If Microsoft could corral just a slice of the market Flash commands in this age of AJAX and rich Web apps, it would stand to make some serious cash in the Internet economy that Google aims to rule.
Google, art thou lost at sea? Is there a rich Web application in the works, perhaps code-named Gash or Googlelight? Or do you deal for Adobe to corner the market in one fell swoop?
A Google spokesperson provided eWEEK with its stock answer to questions about future plans, noting that its mission is to make all the world's information universally accessible. "We are constantly innovating to continue to deliver on our mission, but we have nothing specific to announce at this time."
The lack of an outright denial is conspicuous, suggesting that the search and applications maker has something up its sleeve. eWEEK polled some experts who follow the rich Web app space.

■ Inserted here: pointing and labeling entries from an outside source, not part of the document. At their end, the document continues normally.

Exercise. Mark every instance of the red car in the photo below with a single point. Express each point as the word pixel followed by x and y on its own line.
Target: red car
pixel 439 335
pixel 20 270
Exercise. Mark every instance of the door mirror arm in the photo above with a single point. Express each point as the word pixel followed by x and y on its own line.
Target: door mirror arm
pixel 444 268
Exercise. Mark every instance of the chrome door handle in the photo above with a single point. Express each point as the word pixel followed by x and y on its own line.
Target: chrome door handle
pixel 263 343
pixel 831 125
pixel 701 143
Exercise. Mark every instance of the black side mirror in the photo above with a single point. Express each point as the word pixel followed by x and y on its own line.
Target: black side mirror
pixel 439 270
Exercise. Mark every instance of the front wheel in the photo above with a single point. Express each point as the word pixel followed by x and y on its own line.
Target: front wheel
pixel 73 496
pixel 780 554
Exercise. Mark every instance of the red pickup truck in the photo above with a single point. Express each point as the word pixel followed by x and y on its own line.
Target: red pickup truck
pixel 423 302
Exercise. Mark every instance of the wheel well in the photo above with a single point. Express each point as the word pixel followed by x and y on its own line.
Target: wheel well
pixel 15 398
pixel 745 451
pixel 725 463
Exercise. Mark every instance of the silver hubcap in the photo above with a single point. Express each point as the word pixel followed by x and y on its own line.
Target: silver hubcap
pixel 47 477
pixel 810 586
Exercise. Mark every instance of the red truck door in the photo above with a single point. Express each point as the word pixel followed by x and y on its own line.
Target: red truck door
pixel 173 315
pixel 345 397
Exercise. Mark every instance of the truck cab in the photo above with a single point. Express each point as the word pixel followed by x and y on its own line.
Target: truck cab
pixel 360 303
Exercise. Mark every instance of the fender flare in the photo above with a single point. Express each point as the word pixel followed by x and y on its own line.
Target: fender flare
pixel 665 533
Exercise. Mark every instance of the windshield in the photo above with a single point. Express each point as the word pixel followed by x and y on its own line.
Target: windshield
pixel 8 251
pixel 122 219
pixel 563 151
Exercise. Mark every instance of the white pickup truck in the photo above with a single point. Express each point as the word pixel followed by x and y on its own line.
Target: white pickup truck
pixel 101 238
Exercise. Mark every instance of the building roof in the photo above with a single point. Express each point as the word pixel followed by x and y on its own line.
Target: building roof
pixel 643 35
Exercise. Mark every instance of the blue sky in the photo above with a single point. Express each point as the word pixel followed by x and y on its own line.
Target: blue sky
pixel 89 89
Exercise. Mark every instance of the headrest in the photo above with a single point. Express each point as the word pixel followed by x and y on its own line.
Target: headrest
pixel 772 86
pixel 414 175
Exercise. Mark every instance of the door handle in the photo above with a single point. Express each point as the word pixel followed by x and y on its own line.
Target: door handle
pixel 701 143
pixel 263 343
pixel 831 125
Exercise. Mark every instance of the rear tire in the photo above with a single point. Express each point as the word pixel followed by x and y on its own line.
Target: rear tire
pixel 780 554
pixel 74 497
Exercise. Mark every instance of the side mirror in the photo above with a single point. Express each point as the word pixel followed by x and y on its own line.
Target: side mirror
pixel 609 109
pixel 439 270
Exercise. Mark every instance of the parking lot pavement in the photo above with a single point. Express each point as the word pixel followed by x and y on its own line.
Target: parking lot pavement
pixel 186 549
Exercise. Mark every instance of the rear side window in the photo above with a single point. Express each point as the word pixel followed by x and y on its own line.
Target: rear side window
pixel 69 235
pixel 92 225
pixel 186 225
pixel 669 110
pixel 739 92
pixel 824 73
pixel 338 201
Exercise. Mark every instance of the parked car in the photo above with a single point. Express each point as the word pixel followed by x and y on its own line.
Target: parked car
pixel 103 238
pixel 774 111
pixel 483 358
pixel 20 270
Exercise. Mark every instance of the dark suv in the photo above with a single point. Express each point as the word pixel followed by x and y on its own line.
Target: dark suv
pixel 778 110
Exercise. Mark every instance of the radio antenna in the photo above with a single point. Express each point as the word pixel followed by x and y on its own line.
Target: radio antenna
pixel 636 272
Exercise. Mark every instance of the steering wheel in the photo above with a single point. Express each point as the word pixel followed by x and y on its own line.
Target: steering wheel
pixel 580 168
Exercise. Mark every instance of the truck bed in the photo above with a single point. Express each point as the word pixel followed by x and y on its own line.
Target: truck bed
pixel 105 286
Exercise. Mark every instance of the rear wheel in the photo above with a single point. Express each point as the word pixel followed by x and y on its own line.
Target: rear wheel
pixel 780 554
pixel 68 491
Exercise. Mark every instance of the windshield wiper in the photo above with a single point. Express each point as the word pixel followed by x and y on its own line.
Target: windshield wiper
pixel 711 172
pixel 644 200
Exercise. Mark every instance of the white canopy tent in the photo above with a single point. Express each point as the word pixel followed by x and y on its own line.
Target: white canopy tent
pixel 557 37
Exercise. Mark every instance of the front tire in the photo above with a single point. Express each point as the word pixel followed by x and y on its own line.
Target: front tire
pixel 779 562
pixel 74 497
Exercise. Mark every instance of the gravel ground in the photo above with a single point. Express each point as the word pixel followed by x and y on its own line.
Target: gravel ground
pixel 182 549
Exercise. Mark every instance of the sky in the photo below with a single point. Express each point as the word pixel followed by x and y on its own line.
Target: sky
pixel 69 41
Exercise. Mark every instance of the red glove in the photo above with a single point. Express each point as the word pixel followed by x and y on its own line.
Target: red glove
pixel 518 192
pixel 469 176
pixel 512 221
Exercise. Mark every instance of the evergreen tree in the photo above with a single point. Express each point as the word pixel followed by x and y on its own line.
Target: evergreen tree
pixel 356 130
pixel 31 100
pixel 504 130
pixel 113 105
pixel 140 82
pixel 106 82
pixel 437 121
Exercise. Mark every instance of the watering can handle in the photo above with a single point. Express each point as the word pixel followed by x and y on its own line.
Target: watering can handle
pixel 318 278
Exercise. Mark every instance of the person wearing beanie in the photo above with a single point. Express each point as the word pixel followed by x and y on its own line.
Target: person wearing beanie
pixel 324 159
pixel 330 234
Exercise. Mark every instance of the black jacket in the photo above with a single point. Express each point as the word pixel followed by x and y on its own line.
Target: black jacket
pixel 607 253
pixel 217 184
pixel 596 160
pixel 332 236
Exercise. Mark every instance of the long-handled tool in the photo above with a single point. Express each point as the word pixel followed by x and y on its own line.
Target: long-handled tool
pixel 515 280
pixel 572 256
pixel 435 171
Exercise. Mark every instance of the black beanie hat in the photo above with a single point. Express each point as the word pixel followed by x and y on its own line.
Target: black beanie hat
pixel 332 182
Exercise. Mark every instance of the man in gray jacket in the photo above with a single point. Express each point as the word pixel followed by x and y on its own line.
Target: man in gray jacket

Gartner analyst Ray Valdes told eWEEK Google has purchased companies in image processing and graphics that could provide rich Web app capabilities.
For example, Google acquired Keyhole as the foundation for Google Earth, later adding SketchUp for 3-D modeling. The company also nabbed photo mapping provider Panoramio and graphic visualization tool Gapminder.
These technologies and the engineers associated with them, coupled with Google's close ties to the Firefox browser community, give Google the means to create a Silverlight killer.
Valdes said Microsoft created Silverlight as a lightweight alternative to its own Windows Presentation Foundation, which he said has been a tough swallow for many enterprises. His point is that Google should strike now while Microsoft scrambles to bring Silverlight to market.
"If they are at all on the ball, they're not going to let a competitor gain an advantage here unnecessarily," Valdes said. "You could even make the case that if they don't respond, heads should roll later."
Forrester Research analyst Jeffrey Hammond told eWEEK that while he's seen no evidence Google is preparing an answer to Silverlight, he wouldn't bet against it.